Prof. Armstrong: I think the opposite of privilege is something along the lines of equal access. So when we look at people who have education we don't want people not to be educated. We just want education to be an option for whoever wants to pursue education. And being privileged in terms of certain identity issues it would be good if identity issues were not necessarily privileged and that you were respected no matter what your sexuality or gender identity is. And so the opposite of privilege is simply not excluding people because of their not being born with access. And so the opposite of privilege is simply not excluding people because of their not being born with access.

john powell: I know we are just out of time. If you excuse that there is a Greek myth called the Golden Ball and the gist of it is that the gods, the king and queen they give them a golden ball to produce all these wonderful bounties for the whole community. They are trustees for the ball. And as trustees they get something extra. But it is not theirs. It belongs to the people. They are just administering it to the people and the myth goes that at some point they decided is for them. It's not for the people. It is for them. then it becomes a plague. If you have something that you think it is only about you there is a saying my father is a Christian minister who used to say gifts in life are God-given. What your gifts are are God's gifts to you. What you do with your gifts is your gift to God. And I think sometimes we hold onto them. I am smart. I am rich. I am this. And so it all is personal and it all belongs to me. There's not always an opposite word. So think about it and that speaks to the asymmetric nature of power. SO the N word. What is the opposite of the N word? there is not one.
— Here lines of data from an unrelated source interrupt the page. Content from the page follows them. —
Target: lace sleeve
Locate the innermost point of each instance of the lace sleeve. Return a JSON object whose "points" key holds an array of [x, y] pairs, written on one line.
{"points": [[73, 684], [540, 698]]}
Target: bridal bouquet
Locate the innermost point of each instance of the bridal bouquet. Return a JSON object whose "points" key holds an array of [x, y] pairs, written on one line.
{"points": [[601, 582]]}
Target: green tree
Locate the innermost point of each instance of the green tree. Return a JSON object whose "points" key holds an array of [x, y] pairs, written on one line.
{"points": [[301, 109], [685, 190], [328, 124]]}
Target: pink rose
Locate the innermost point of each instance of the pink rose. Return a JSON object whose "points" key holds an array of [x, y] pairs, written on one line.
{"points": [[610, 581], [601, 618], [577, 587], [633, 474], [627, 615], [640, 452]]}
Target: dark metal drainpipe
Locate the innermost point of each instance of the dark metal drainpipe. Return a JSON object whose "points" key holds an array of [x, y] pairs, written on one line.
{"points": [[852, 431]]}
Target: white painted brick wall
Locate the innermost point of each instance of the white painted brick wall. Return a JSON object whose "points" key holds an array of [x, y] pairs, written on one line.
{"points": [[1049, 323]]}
john powell: So I think to some extent privilege is one of those words where we can talk about... Non-privilege but it's not quite right. The last thing I will say is that it's not enough to stop discriminating. We create structures and systems to do something. So we want a society that is fair and inclusive and that is belonging, that is loving. We need to affirmatively design systems and structures to do that not simply to say let's stop discriminating. But let's design the structures to do what we want them to do for all of us.

Adam Chang: thank you so much, john. Thank you to you and OBI for having us, on behalf of the entire panel, Stephanie Margalynne, john, thank you to the audience for tuning in and sharing with us in our of your afternoon and that is a wrap. This was amazing for the audience felt like this was just the tip. This was not enough. We need to have more and we will. Thank you all. It's an honor to know all of you. And we will see everyone again.